Kristian Rouz – Gold prices posted solid gains in US trading Wednesday after the Fed minutes from the latest Federal Open Market Committee (FOMC) were deemed as too dovish to market participants. The US dollar slid despite the central bank saying interest rates would soon go up, as overall macroeconomic data was weaker than expected.
Investor demand for safe havens increased and gold gained the most as the investment appeal of its main competitor, US Treasury notes, tumbled.
Gold’s spot price was up 1.1 percent at $1,293.92/oz., whilst gold futures rose $10.50/oz., or 0.8 percent, to $1,292.20/oz.
The Fed minutes showed policymakers are considering raising interest rates from the current gauge of 1.25-1.50 percent as economic growth is poised to accelerate. The report contradicted the Commerce Department data on domestic investment, stirring concern of a possible monetary policy mistake amongst investors.
"There weren't any surprises within the Fed minutes," Michael Matousek of San Antonio-based US Global Investors said. "You can expect to see the incremental sales of gold, which is walking the fine line between balancing portfolio allocation and interest rate expectation."
Investors say gold will not retreat from its current highs until the Fed does actually raise the rates, which might happen in December. Higher rates would push the dollar’s FX rate, and benchmark Treasury note value higher, rendering gold more expensive overseas. However, on the US market gold might feel the pinch beginning next month.

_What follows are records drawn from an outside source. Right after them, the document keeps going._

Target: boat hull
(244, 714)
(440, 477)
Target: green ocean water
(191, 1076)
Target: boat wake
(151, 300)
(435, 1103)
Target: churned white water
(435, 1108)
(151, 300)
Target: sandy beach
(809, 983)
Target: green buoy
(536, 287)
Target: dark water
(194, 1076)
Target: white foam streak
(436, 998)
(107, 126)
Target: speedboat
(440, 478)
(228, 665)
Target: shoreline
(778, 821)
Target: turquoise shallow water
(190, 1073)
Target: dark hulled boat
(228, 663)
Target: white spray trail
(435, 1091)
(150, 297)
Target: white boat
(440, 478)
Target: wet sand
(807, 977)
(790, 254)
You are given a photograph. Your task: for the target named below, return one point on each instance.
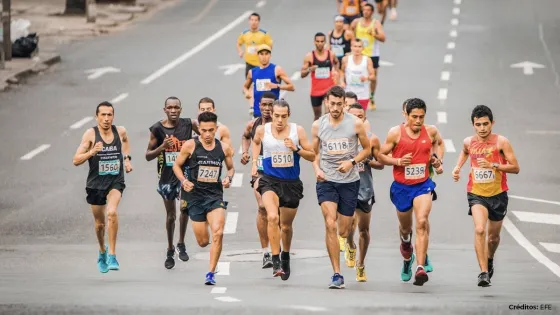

On the other hand, some expect the Treasury value to decline as US inflation accelerates in line with solid consumer spending and faster economic growth.
"Participants expected solid growth in consumer spending in the near term, supported by ongoing strength in the labor market," FOMC policymakers said in the minutes. "Many participants thought that another increase in the target range for the federal funds rate was likely to be warranted in the near term."
Higher Treasury yields would produce higher market volatility, and support the demand and the price of gold.
"Firmer core inflation readings in the year ahead should push the 10-year Treasury yield higher," Nick Exarhos of Toronto-based CIBC World Markets said.
Analysts at Saxo Bank expect gold to surpass the psychological threshold of $1,300/oz., and reach $1,325/oz. by year’s end.
Higher demand for gold also stems from the expectations of a change in the Fed’s use of policy tools. Some policymakers argue the central bank could abandon its inflation target of 2 percent, and implement price-level targeting, which would allow actual inflation fly above 2 percent.
This, however, would suggest a greater central bank meddling with the open market.
Hints at such a dramatic policy pivot also boosts demand for non-monetary safe haven assets, such as gold, meaning the projections of higher bullion prices in the near-term are justified.